Provavelmente por conta de sua extensa produção Woody Allen é um cineasta irregular, somente nos últimos anos apresentou um drama denso e conciso em Match Point, uma comédia auto-referente em Tudo Pode Dar Certo e alguns filmes medianos que apresentavam apenas palidamente suas características como autor como Você vai conhecer o homem dos seus sonhos. Mas Meia-Noite em Paris não se aproxima de nada da produção mais recente de Allen, tendo seu paralelo mais próximo em A Rosa Púrpura do Cairo, mas diferente do clássico de 1985 a vontade de se refugiar na arte aparece aqui recoberta de certa nostalgia e melancolia.

Gil, interpretado por um Owen Wilson que se aproxima assustadoramente do próprio Woody Allen em filmes com Manhattan e Noivo Neurótico, Noiva Nervosa, é um roteirista de Hollywood frustrado com o próprio sucesso comercial e que em uma viagem a Paris com a noiva encanta-se pela cidade e principalmente por sua aura de arte e encantamento. Contudo, esse encantamento torna-se real quando um carro o leva para a efervescente Paris dos anos 20, onde Gil encontra-se com os Fitzgerald e Ernest Hemingway, frequenta a casa de Gertrude Stein e chega a sugerir o roteiro de O Anjo Exterminador para Buñuel.
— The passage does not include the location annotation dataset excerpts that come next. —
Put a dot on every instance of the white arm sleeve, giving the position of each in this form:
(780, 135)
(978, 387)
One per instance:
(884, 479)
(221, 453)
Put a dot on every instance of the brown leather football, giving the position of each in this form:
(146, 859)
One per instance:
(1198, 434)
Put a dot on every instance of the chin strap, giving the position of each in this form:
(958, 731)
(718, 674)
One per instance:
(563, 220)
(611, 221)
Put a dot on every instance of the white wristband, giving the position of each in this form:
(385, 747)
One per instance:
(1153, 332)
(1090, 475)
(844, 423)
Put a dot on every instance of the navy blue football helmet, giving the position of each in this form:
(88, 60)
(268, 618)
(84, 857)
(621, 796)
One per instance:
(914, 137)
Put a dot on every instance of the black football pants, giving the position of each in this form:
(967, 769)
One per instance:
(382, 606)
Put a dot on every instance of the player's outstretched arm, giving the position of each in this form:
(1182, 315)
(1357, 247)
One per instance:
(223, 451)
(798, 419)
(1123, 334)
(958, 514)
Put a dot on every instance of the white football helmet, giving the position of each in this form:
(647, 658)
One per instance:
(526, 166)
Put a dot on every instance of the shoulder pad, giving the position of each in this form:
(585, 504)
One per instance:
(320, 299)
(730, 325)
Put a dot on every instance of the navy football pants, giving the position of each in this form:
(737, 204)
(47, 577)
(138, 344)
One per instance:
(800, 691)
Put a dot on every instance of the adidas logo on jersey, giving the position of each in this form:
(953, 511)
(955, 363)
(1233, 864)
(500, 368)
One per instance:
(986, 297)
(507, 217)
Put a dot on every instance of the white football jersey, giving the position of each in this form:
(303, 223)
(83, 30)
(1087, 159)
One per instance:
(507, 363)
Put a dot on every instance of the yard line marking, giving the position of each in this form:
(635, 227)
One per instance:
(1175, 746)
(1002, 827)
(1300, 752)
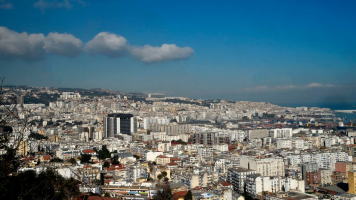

Todas essas referências a grandes autores e o ar de intimidade com que Allen retrata seu mundo provoca no espectador o mesmo encantamento e surpresa que em Gil, dando ao filme uma leveza pouco comum para o diretor e por um tempo chegamos a acreditar que havia algo de mais autêntico e humano na Paris dos anos 20. Mas aparece então a personagem de Adriana, amante de Picasso e Braque ela não vê encanto em uma era que considera rápida, frívola e barulhenta e afirma que adoraria viver na Belle Époque.

A personagem de Adriana desconcerta o espectador porque sua vontade de fuga não parece se justificar por sua vida, diferente da de Gil, que sofre com uma noiva que não ama e que não o entende e o mundo de convenções sociais e conservadorismo ideológico para o qual esta o carrega e é aqui que Meia-Noite em Paris se distancia de A Rosa Púrpura do Cairo. Se o filme anterior apresentava a possibilidade de escape como impossível, mas maravilhosa, aqui o personagem se confronta com a consciência de que sempre haverá uma Idade de Ouro, com o descontentamento fundamental do homem com sua situação e seu presente e a consequente impossibilidade de fuga: o lugar da fuga logo se tornaria o estado natural e por isso novamente opressivo e entediante.

Dessa forma, Meia-Noite em Paris torna-se, a despeito de sua leveza, um dos filmes mais pessimistas de Allen e ao mesmo tempo o filme em que o diretor mais se distancia de seus maneirismos: o medo da morte de Gil (uma constante de Woody Allen) é confrontado com a pungente vontade de viver de Ernest Hemingway e de certa forma abandonado, e ainda que o personagem seja mais um escritor frustrado é consideravelmente menos neurótico que a maioria de seus protagonistas, no entanto, o final ainda que feliz aponta pra uma repetição da mesma história.

Assim, Allen constrói um filme fiel ao seu estilo, mas original na medida em que abandona formas familiares e seu tradicional alter-ego aparece mais distanciado do que nunca de sua persona conhecida. Meia-Noite em Paris é leve e amargo ao mesmo tempo, divertindo os espectadores com as diversas referências (de A Bela e a Fera de Jean Cocteau, ao recente Origem, de Christopher Nolan) e detonando um vigor surpreendente do diretor, além de ser uma verdadeira homenagem à Paris, à arte e, principalmente, ao cinema.